THURSDAY, SEPTEMBER 19
    Today, my social studies teacher, Mr. Simmons, reminded the class that our project on how recycling can help stop global warming is due on Monday. I didn’t have the slightest idea what I was going to do. I figured I’d just wait until my creative juices started flowing and come up with something the night before, like I always do.
     
    Anyway, at lunchtime, I saw a group of CCP girls crowded around MacKenzie raving about her brand-new Prada cell phone. And, get this! She had a cell phone thingy clipped on her ear that looked almost identical to the hearing aid I had found.
     
    Even though I was starting to feel a little guilty about keeping Mrs. Wallabanger’s hearing aid, I suddenly got this fantastically brilliant idea for my social studies project.

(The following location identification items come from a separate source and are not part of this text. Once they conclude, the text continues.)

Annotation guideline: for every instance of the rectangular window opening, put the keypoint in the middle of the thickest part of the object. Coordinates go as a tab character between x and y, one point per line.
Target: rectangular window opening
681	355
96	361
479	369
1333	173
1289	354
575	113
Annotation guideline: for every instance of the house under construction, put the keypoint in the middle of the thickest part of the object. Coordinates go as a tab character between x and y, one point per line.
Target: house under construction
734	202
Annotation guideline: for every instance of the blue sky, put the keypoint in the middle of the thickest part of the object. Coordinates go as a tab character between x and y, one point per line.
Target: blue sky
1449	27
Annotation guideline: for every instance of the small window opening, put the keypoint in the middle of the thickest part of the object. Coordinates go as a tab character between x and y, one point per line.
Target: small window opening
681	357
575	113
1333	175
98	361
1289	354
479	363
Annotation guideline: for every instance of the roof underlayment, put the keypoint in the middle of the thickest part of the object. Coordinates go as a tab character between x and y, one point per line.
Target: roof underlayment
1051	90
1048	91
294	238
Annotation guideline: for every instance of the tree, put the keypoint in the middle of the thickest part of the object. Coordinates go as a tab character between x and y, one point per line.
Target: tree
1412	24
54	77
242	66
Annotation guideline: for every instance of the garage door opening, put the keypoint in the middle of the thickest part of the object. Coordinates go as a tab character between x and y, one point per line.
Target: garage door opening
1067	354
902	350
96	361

My project was going to:
     
    1. encourage recycling to cut down on pollution
     
    2. help stop global warming by reducing the numberof “hot air bags” yakking nonstop on cell phones
     
    3. boost my popularity at school by making everyone think I owned an expensive new cell phone thingy, just like MacKenzie’s
     
    I borrowed my dad’s video camera and taped my project.
    HOW TO MAKE A FAUX CELL PHONE THINGY FROM AN OLD HEARING AID (A Social Studies Project by NIKKI MAXWELL)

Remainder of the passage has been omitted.